SELINSGROVE, PA - Susquehanna University's winter sports teams achieved plenty to celebrate successful seasons, highlighted by men's basketball and men's track & field winning the Landmark Conference championship. Efforts like these kept the River Hawks in third place in the Landmark's Presidents' Trophy winter standings with an 8.85 average. University of Scranton holds the top spot with an 11.58 average, while Catholic is second with a 10.13 average.
Both the men's and women's basketball teams reached extraordinary heights this winter. The women posted their best season wins total since 1991-92 with a 21-5 mark and earning the second seed for the Landmark Tournament, their highest-ever finish in the Landmark after capturing a 14-4 league record. Julia Roth and Julia Pinckert earned First Team All-Landmark honors, while Carly George was named to the Second Team. Roth went on to achieve D3hoops.com All-Region V Second Team honors. The men's path to the Landmark championship was more arduous. In late January the team was outside the Landmark Tournament picture and needed a strong showing through their last six games to get back in. They went on to win four of their last six games, highlighted by a thrilling overtime win against first-place Catholic. This was enough to earn the sixth and final seed for the tournament, needing to win three on the road for the ultimate prize. They upset Scranton 85-78 in the opening round game, then visited Drew for the third straight year in the Landmark Semifinals, defeating the Rangers 93-87. This sent them to their fourth Landmark Championship game appearance in six seasons, defeating Wilkes, 76-72, to capture their third-ever Landmark title.
On the same day as the men's basketball championship, the men's indoor track & field team clinched their fifth consecutive Landmark Conference championship just moments before their men's basketball counterparts took the court against Wilkes. They won six events at the Landmark championships, while boasting six Second Team finishers and two Honorable Mentions. Calder El Bachir Diakite was named the Landmark's Men's Track Performer of the Year after winning the 60-meter hurdles and the 200 meters, while setting a new conference and championship meet record in the 60H with a time of 8.10. This time earned him a spot at the NCAA Division III Indoor Championships in Birmingham, Ala. On the women's side they made it a Susquehanna sweep in the pole vault as first-year Kendall Simms stunned the establishment by clearing the winning height of 3.61 meters, joining men's pole vaulter Seth Taub at the top of podium after he cleared 4.05m on his first try. Simms, who constantly rewrote the school pole vault record all winter, used her last opportunity to do it again at the AARTFC Championships, going 3.82m and finishing in the top 25 in NCAA Division III.
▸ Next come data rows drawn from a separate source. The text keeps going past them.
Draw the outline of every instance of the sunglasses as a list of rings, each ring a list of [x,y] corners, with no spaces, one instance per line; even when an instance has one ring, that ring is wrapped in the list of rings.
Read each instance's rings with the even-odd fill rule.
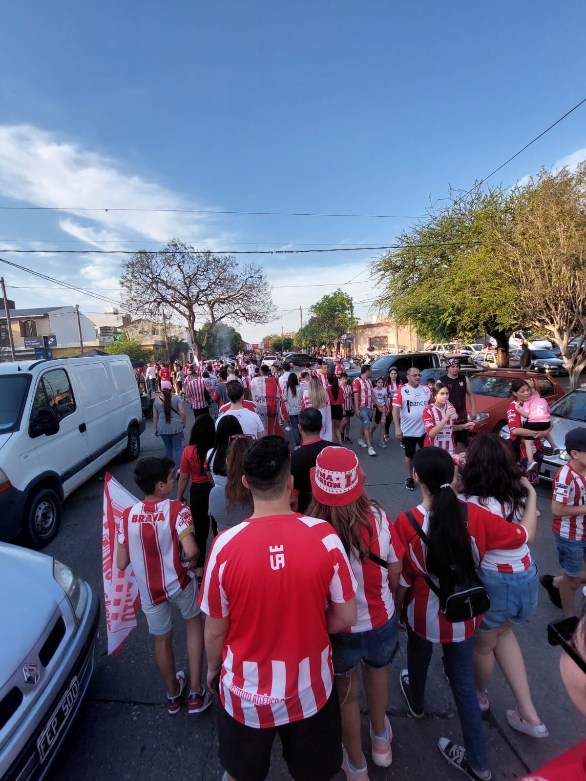
[[[572,635],[578,623],[575,615],[567,619],[559,619],[548,624],[548,643],[550,645],[561,645],[572,662],[575,662],[582,672],[586,673],[586,662],[576,651],[571,643]]]

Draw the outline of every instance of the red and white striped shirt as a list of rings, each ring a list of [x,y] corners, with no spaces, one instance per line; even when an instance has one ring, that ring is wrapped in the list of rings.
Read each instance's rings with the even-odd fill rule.
[[[416,521],[429,536],[429,512],[421,505],[411,511]],[[421,538],[409,522],[404,512],[400,513],[395,528],[406,549],[401,584],[409,589],[407,594],[407,622],[420,637],[431,643],[460,643],[468,640],[482,621],[482,615],[457,623],[446,621],[441,612],[439,600],[430,589],[424,576],[428,574],[425,565],[427,548]],[[488,550],[516,549],[527,544],[528,535],[524,526],[507,523],[502,518],[470,503],[468,505],[468,533],[472,544],[472,553],[480,563]],[[438,585],[434,576],[431,580]]]
[[[118,543],[134,571],[143,604],[161,604],[188,584],[189,562],[182,562],[179,543],[194,533],[191,512],[180,501],[139,501],[122,515]]]
[[[384,511],[377,507],[370,508],[367,515],[373,530],[370,541],[368,530],[363,527],[363,537],[370,551],[379,558],[392,564],[398,562],[405,555],[402,546],[395,526]],[[395,615],[395,601],[388,587],[388,570],[370,558],[360,561],[358,551],[352,551],[350,565],[358,583],[356,589],[356,606],[358,621],[354,626],[348,626],[345,632],[368,632],[384,626]]]
[[[462,497],[461,498],[464,501],[468,502],[469,508],[470,504],[477,505],[478,507],[488,510],[488,512],[493,515],[496,515],[498,519],[506,520],[510,512],[510,508],[507,508],[506,505],[505,514],[503,515],[500,501],[494,497],[483,497],[481,498],[479,496],[468,496]],[[516,523],[522,517],[523,509],[521,508],[518,517],[513,518],[510,522]],[[521,545],[520,547],[513,548],[513,550],[495,548],[493,551],[487,551],[484,554],[484,558],[482,559],[483,569],[491,569],[492,572],[523,572],[526,569],[528,569],[531,565],[531,554],[529,551],[529,546],[527,543],[524,545]]]
[[[358,406],[361,409],[372,409],[373,404],[373,383],[370,380],[356,377],[352,383],[352,393],[358,394]]]
[[[230,617],[219,687],[227,712],[263,728],[323,708],[334,682],[324,606],[349,601],[356,588],[341,541],[325,521],[288,513],[219,534],[199,605],[207,615]]]
[[[586,505],[586,476],[577,472],[570,464],[560,466],[553,478],[553,501],[570,507]],[[586,507],[584,512],[586,512]],[[566,540],[576,540],[578,542],[586,540],[584,513],[581,515],[554,518],[552,529],[554,534]]]
[[[183,383],[183,392],[186,396],[191,397],[191,407],[194,409],[203,409],[204,407],[207,407],[208,402],[203,394],[206,390],[205,381],[199,377],[194,377],[193,375],[188,377]]]
[[[423,426],[425,426],[424,448],[433,446],[441,448],[441,450],[447,450],[452,455],[456,453],[456,443],[454,442],[454,421],[450,419],[436,437],[430,437],[429,433],[431,429],[441,423],[445,412],[455,408],[448,402],[447,409],[440,409],[434,404],[431,404],[423,410]]]
[[[352,389],[350,385],[340,385],[341,392],[344,394],[344,412],[349,412],[352,408]]]

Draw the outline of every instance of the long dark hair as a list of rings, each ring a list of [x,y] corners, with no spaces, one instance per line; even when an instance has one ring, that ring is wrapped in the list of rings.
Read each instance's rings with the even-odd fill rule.
[[[295,372],[291,372],[287,378],[287,387],[291,391],[291,396],[297,398],[297,391],[299,390],[299,380]]]
[[[502,517],[513,520],[523,506],[527,490],[521,484],[521,470],[515,462],[513,448],[498,434],[477,434],[466,454],[462,471],[462,493],[501,505]]]
[[[230,437],[232,434],[241,434],[242,426],[234,415],[223,415],[216,430],[216,444],[208,461],[208,469],[216,475],[226,476],[226,456],[228,453]],[[213,470],[212,469],[213,464]]]
[[[340,395],[340,383],[334,372],[330,372],[327,375],[327,381],[331,385],[331,394],[334,397],[334,401],[337,401],[338,397]]]
[[[199,458],[199,471],[203,474],[203,465],[205,463],[205,454],[210,448],[213,448],[216,439],[216,429],[213,420],[209,415],[199,415],[191,426],[189,437],[190,445],[195,445]]]
[[[413,471],[432,496],[425,560],[427,571],[439,579],[450,571],[456,580],[466,575],[472,576],[477,565],[472,554],[463,505],[449,485],[454,479],[452,456],[440,448],[422,448],[413,456]]]

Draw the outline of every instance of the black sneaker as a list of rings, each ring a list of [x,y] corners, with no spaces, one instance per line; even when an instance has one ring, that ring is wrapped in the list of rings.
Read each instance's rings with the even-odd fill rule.
[[[398,676],[398,683],[401,686],[401,691],[403,693],[403,697],[407,703],[407,708],[409,708],[409,712],[413,719],[423,719],[425,715],[425,711],[416,711],[415,708],[411,704],[411,690],[409,687],[409,671],[401,670],[401,673]]]
[[[562,599],[559,596],[559,589],[556,588],[553,585],[553,576],[552,575],[542,575],[539,579],[539,583],[543,586],[548,593],[548,597],[549,597],[550,601],[556,605],[556,608],[562,609]]]
[[[475,772],[466,758],[464,747],[459,746],[457,743],[454,743],[449,738],[441,737],[438,741],[438,748],[450,765],[461,770],[463,773],[466,773],[469,779],[472,779],[472,781],[490,781],[492,778],[490,770],[487,770],[481,775]]]

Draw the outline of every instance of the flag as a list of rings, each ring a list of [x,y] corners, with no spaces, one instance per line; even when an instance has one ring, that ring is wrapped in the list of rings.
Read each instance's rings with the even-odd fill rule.
[[[106,473],[104,480],[102,565],[104,573],[104,601],[108,632],[108,653],[117,655],[136,626],[136,612],[141,604],[134,573],[130,565],[122,572],[116,565],[118,526],[127,507],[138,500]]]

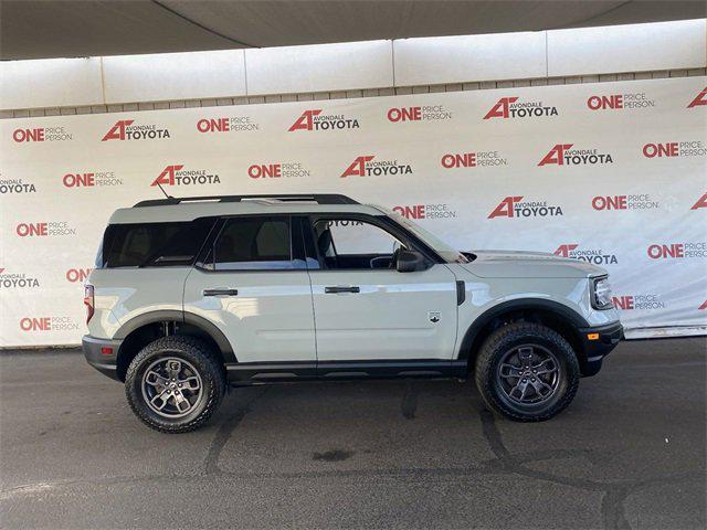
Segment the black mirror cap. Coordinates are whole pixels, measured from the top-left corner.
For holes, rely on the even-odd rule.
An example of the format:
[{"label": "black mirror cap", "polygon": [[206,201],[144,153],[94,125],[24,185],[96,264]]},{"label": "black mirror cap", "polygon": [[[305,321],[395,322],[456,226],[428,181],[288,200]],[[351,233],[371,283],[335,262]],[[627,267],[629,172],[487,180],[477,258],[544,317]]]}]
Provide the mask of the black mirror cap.
[{"label": "black mirror cap", "polygon": [[395,268],[399,273],[414,273],[428,268],[428,262],[419,252],[401,248],[398,251]]}]

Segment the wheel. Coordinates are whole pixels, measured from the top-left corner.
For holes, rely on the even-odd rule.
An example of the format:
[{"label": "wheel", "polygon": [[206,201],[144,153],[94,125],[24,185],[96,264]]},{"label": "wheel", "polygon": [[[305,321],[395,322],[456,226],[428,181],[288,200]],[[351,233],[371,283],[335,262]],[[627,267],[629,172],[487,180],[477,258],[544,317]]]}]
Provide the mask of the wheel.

The men's and women's swimming and diving teams finished their first season under new head coach
John Funk. They flourished at the Landmark Championship in February as the men finished fourth, while the women took fifth, continuing a run of placing in the top half of the Landmark standings. The River Hawks earned one medalist at the four-day championships, with women's diver Valerie Stoltz took bronze in the one-meter diving (11 dives) with 297.90 points, which is now the third-highest total in team history. On that same topic the women had three more entries into the program's top ten record books, with Stoltz having the fourth-highest one-meter diving total in the six-dive category at 186.00. First-year Tessa Cronin made two entries of her own in SU's top ten, holding the seventh-fastest time in the 50-yard freestyle at 24.88 and the tenth-fastest in the 100-yard freestyle at 54.88. For the men they had seven new entries to the program's top ten: Kaden TenEyck third in the 100 backstroke (52.68), eighth in the 50 freestyle (21.51) and ninth in the 100 freestyle (47.53); Dan Venuti fourth in the 100 butterfly (52.11), fifth in the 200 individual medley (1:57.54), and sixth in the 200 backstroke (1:57.28); Tim Wetmore seventh in the 400 individual medley (4:19.65).